Ipamorelin almost never appears alone in practice. It is almost always stacked with CJC-1295 (or the DAC version) as part of a broader "GHRH + GHRP" protocol — the combination is theoretically synergistic (CJC-1295 extends the GH pulse, Ipamorelin amplifies it). This stacking is presented in clinic protocols as standard practice.

But when Ipamorelin is studied in a stack, the outcomes attributed to Ipamorelin specifically cannot be disentangled from the CJC-1295 effects, or from the diet and training changes that patients are simultaneously implementing. Any fat loss observed in patients on Ipamorelin+CJC-1295 stacks cannot be attributed to Ipamorelin alone. This is a fundamental confound in nearly all real-world peptide protocol data.

What Would Actually Validate the Fat Loss Claim

A properly designed trial would take adults with above-average body fat percentages, randomize them to Ipamorelin vs. placebo, keep diet and exercise controlled across both groups, and measure body composition (via DEXA, not scale weight) at baseline and at 12-16 weeks. That trial does not exist. We have: animal studies showing fat loss, pharmacokinetic data showing GH stimulation in humans, and uncontrolled anecdotal reports from peptide clinic patients who are simultaneously changing their diet and training.

The fat loss claim requires a controlled human trial.
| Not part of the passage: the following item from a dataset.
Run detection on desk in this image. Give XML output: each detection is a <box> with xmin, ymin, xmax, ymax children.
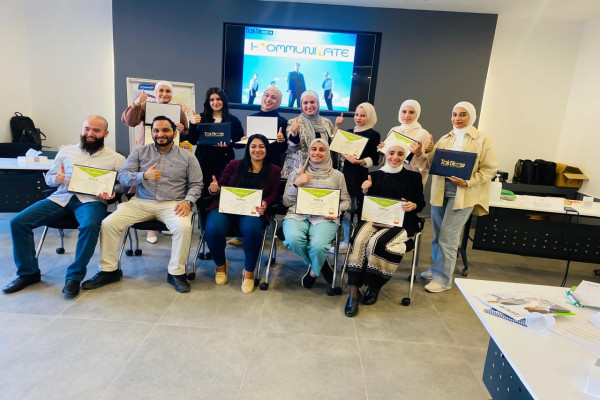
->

Absent that, we're reasoning from mechanism to effect without the intervening evidence.

Bottom Line

Ipamorelin's GH-releasing effect is real and its selectivity advantage over non-selective GHRPs is biochemically defensible. The fat loss extrapolation — which is the main reason most people are sold on it — requires controlled human trial data that does not exist. The people reporting fat loss on Ipamorelin protocols are almost always simultaneously doing the dietary and training work that actually drives body composition change. Ipamorelin's contribution to that outcome is unquantified and possibly marginal.

If you're going to run a GH secretagogue protocol, Ipamorelin's selectivity profile is more defensible than GHRP-2 or GHRP-6 on theoretical grounds. But the selection of which secretagogue to use is a rounding error compared to the selection of whether to implement the diet and training changes that actually move body composition. Don't confuse the expensive optimization for the foundational work.